To create a fantastic work culture find moments, however small, for human connection — in person, on the phone, or in an email. Jeff Raz
“Finding moments, however small, for human connection — in person, on the phone, in an email. I call these “micro-connections,” the opposite of micro-aggressions. As a “healthcare clown,” working in a big San Francisco hospital, I would pass many people in the hallways — patients, family members, EMTs, doctors, nurses.
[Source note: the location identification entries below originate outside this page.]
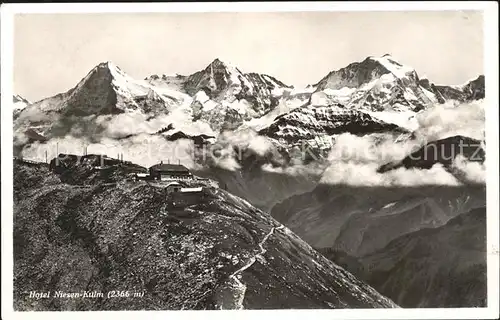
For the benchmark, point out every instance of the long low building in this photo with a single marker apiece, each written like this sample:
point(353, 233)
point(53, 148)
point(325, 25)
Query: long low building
point(167, 171)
My job was to instantly get a sense of what they needed from me in our few seconds of connection – “hello,” a quick hat twizzle, a smile, a mini-performance in the hallway. Usually I had to get all my information from how they were walking and the look on their face. Then I would make an offer without expecting anything in return. Not easy to give without expecting something back. Try walking down the street and saying “hello” to someone without expecting them to reply with “hello.” You might realize that most of what passes for human connection is really an emotional transaction — I’ll trade my “hello” for your “hello.”
As a part of my series about how leaders can create a “fantastic work culture,” I had the pleasure of interviewing Jeff Raz, Cirque du Soleil star, actor, playwright, educator, author, arts leader, speaker/trainer and global communications consultant. Jeff has performed nationally and internationally for decades, starring in circuses (Cirque du Soleil, Pickle Family Circus and more) and plays, including Shakespeare’s “Comedy of Errors” on Broadway. Raz’s first book, “The Secret Life of Clowns: A backstage tour of Cirque du Soleil and the Clown Conservatory,” was launched at the Smithsonian in 2017. His second book, “The Snow Clown: Cartwheels on Borders from Alaska to Nebraska” was published in September 2018. A graduate of Dell’Arte International, Raz has written 15 plays and directed dozens of circus, puppet and theater productions. He founded Vaudeville Nouveau in 1982, the S.F. New Vaudeville Festival in 1985, The New Pickle Family Circus in 1993, The Clown Conservatory in 2000, and The Medical Clown Project in 2010 and led these organizations through key periods of development and growth. In recent years, Jeff has taken his extensive performing and arts management experience to the corporate world, to help leaders and their teams strengthen their communications practices and build more enriching, positive corporate cultures.